Half-an- hour’s quality reading can reduce stress levels by 68 per cent, according to the University of Sussex 6-month research. And it works better and faster than other methods to calm frazzled nerves like listening to music, going for a walk or settling down with a cup of tea, research found.

Psychologists believe this is because the human mind has to concentrate on reading and the distraction of being taken into a literary world eases the tensions in the muscles and the heart.

The research was carried out on a group of volunteers. Subjects only needed to read silently, for few minutes to slow down the heart rate and ease tension in the muscles.

The leader of the research team said: “Losing yourself in a book is the ultimate relaxation. This is particularly poignant when your mind is troubled and when we are all craving a certain amount of escapism. If the book is related to life experiences, it is better. By losing yourself in a thoroughly engrossing book you can escape from the worries and stresses of the everyday world and contemplate a while xploring the domain of the author’s imagination.”

Cost angle

And, finally, you might ask, “How about the cost of books?” I suggest you invest on an e-reader, something like Amazon Kindle. There are other good brands as well. Or, even a tablet, which costs less than normal mobile phone, will do.

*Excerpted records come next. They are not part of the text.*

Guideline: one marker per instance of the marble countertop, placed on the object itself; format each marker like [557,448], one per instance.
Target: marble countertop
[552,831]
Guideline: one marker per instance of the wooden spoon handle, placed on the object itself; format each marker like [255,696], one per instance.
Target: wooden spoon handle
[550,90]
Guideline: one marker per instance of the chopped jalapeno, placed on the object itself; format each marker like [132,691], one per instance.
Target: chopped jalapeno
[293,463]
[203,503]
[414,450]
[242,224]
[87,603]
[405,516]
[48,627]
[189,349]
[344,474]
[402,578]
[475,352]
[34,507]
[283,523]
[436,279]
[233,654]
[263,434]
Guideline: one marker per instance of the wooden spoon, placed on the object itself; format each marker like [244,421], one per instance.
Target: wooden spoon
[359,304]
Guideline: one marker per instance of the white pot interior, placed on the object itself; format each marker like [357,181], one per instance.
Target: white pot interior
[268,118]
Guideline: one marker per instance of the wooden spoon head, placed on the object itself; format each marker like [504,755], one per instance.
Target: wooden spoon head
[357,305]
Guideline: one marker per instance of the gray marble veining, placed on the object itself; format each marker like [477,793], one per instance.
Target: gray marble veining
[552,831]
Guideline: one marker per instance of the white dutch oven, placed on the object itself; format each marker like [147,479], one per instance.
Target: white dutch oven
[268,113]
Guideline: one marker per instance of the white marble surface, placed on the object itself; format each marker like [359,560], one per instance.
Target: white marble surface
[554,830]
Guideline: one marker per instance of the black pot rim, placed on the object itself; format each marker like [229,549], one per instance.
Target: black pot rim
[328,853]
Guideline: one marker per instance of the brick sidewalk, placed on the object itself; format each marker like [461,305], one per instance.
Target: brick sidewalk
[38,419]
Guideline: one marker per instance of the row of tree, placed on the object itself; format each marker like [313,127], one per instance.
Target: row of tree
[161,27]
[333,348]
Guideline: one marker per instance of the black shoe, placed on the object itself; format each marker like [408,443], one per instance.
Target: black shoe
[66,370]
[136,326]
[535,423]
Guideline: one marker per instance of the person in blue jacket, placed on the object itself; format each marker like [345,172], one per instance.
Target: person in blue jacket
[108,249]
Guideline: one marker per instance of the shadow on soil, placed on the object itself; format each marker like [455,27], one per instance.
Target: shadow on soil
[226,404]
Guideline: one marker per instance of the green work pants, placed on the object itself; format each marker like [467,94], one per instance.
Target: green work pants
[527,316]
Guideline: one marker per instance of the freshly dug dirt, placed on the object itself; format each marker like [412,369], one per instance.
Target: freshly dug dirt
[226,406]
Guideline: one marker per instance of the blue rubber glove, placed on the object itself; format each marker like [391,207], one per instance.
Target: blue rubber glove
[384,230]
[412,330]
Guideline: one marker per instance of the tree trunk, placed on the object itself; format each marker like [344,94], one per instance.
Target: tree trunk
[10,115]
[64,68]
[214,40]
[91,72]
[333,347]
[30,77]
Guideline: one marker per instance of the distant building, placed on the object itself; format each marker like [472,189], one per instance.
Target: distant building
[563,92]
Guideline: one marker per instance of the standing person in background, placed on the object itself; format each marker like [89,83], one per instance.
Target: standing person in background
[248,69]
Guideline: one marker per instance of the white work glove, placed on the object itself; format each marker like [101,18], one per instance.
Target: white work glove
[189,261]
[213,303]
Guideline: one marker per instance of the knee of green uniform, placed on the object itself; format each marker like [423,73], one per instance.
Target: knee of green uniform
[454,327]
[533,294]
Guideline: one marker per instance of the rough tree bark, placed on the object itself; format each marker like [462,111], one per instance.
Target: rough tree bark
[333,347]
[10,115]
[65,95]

The advantage of Kindle is that Amazon has a range of thousands of quality e-books to be downloaded at concessional prices and some free. However, there are many good free eBooks online download sites also.For example, I would recommend https://www.free-ebooks.net/ where you can select 5 good books to download every week free of charge. There are a great number of sites, where you can download books at less than half-price of printed version.

One good reason to own an e-Reader (whatever model or cost) is that you can take your entire collection of books everywhere you go and refer them as and when needed. Isn’t that really great?